Gender is an essential dimension that should always be taken into account in the analysis of different types of discrimination such as racism. The importance of its inclusion in the analyses is acknowledged by researchers such as Denskus and Esser (2015). It is crucial to note that the concept of empowerment has, in fact, originated in work on community participation and gender relations. Gender and gendered social norms are signiticant topics to be considered when the capability approach is applied to development. Since this approach offers the tools to think not only on economic growth but also on individual freedom (Kleine, 2010).

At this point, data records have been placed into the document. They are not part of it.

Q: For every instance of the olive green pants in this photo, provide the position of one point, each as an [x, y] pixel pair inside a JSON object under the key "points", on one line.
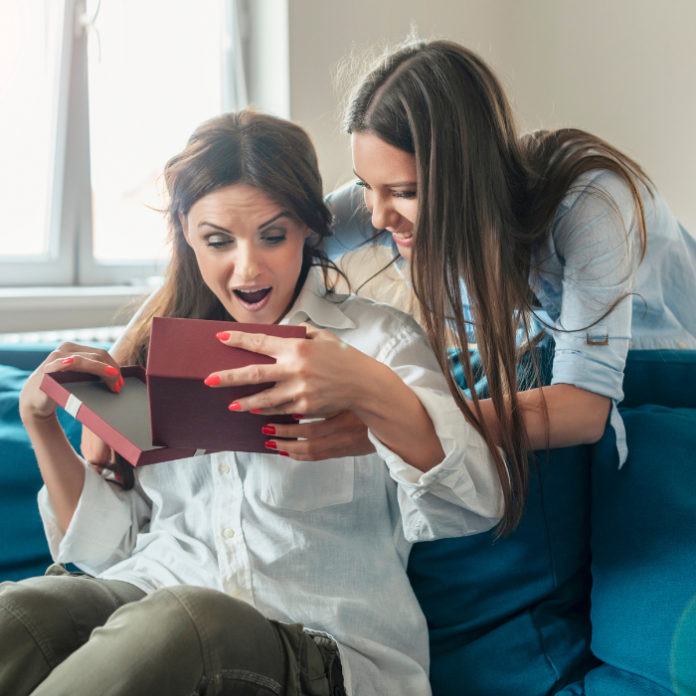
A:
{"points": [[68, 634]]}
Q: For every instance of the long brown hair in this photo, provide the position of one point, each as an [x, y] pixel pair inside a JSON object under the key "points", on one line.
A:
{"points": [[487, 199], [246, 147]]}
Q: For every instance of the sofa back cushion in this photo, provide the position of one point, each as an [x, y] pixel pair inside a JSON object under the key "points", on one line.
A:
{"points": [[644, 555], [512, 615]]}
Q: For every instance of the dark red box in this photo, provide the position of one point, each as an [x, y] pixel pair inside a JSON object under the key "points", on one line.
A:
{"points": [[168, 413], [185, 412]]}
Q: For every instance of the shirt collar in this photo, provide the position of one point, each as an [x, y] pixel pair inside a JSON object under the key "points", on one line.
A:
{"points": [[312, 303]]}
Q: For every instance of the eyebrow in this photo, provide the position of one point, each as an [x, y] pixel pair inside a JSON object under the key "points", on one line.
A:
{"points": [[262, 226], [285, 213], [395, 185]]}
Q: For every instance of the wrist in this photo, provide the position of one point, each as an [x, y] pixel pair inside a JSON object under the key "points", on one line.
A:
{"points": [[373, 386], [36, 420]]}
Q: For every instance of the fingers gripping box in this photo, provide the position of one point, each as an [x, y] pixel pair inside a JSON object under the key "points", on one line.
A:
{"points": [[184, 412], [167, 412]]}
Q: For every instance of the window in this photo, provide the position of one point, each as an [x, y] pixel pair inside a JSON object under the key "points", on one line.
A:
{"points": [[95, 97]]}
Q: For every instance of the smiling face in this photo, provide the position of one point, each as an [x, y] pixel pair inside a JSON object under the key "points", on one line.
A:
{"points": [[390, 179], [249, 251]]}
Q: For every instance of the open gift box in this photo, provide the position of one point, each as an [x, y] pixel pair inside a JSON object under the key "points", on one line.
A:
{"points": [[166, 412]]}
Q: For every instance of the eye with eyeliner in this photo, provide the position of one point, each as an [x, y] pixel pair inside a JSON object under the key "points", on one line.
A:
{"points": [[272, 237], [396, 194], [218, 241]]}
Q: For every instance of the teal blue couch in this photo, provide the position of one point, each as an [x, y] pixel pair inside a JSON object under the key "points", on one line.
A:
{"points": [[593, 595]]}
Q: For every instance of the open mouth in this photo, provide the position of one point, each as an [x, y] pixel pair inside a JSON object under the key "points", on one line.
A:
{"points": [[404, 240], [253, 299]]}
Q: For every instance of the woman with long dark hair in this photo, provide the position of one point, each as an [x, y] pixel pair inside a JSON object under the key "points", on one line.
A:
{"points": [[236, 572], [507, 235]]}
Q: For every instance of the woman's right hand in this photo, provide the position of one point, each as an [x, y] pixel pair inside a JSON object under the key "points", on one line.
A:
{"points": [[94, 450], [36, 406]]}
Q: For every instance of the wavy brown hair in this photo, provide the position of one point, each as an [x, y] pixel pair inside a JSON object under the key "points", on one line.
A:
{"points": [[246, 147], [487, 199]]}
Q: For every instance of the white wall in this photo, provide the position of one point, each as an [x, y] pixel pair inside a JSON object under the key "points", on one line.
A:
{"points": [[623, 69]]}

In the study of visual methodologies in participatory ICT4D, Bentley, Nemer and Vannini (2019) give the example of Gender Links, which is a regional civil society organization that activates in 15 countries in order to promote gender equality. However, organisation such as Gender Links may experience important problems to balance the different requirements and goals their multiple stakeholder. For this reason, it is extremely important to analyse the materials that are produced by this type of organizations in a critical way. Bentley, Nemer and Vannini (2019) note that critical ICT engagement involves the use of a cultural identity lens. This lens always requires the consideration of factors such as race and gender.
Authors such as O’Donnell and Sweetman (2018) allert us the fact that the new technologies have created not only new opportunities and advantages but also new challenges such as new modalities for gender-based violence. O’Donnell and Sweetman (2018) also argue that marginalised groups and individuals need to be offered the opportunity to create content. From the point of view of ICT for development, content should be created by people of all gender, races and ethnicities. The study of the intersections between racism and gender may challenge the conventional discourses that are created by power holders and that dominate the communication processes. Besides post-colonial power inequalities, racism and sexism are two of the most frequent forms of discrimination in the online environments and resources.
According to O’Donnell and Sweetman (2018), technology always mirrors the societies and communities that created it. Equal access to technological resources and their effective employment is directly linked with the intersection between factors such as gender, race and ethnicity. As a consequence, digital tools should always have a special place in the reflection on the inequalities and injustices that happen in the contemporary world.
References:
Bentley, C.M., Nemer, D. & Vannini, S. 2019: “When words become unclear”: unmasking ICT through visual methodologies in participatory ICT4D, AI & Society, 34, 477–493.
https://doi.org/10.1007/s00146-017-0762-z
Denskus, T., Esser, D. 2015: TED Talks on International Development: Trans-Hegemonic Promise and Ritualistic Constraints, Communication Theory 25:2, 166-187.
https://doi.org/10.1111/comt.12066
Kleine, D. 2010: ICT4WHAT?—Using the choice framework to operationalise the capability approach to development, Journal of International Development 22:5, 674–692.
https://doi.org/10.1002/jid.1719
O’Donnell, A. & Sweetman, C. 2018: Introduction: Gender, development and ICTs, Gender & Development, 26:2, 217-229.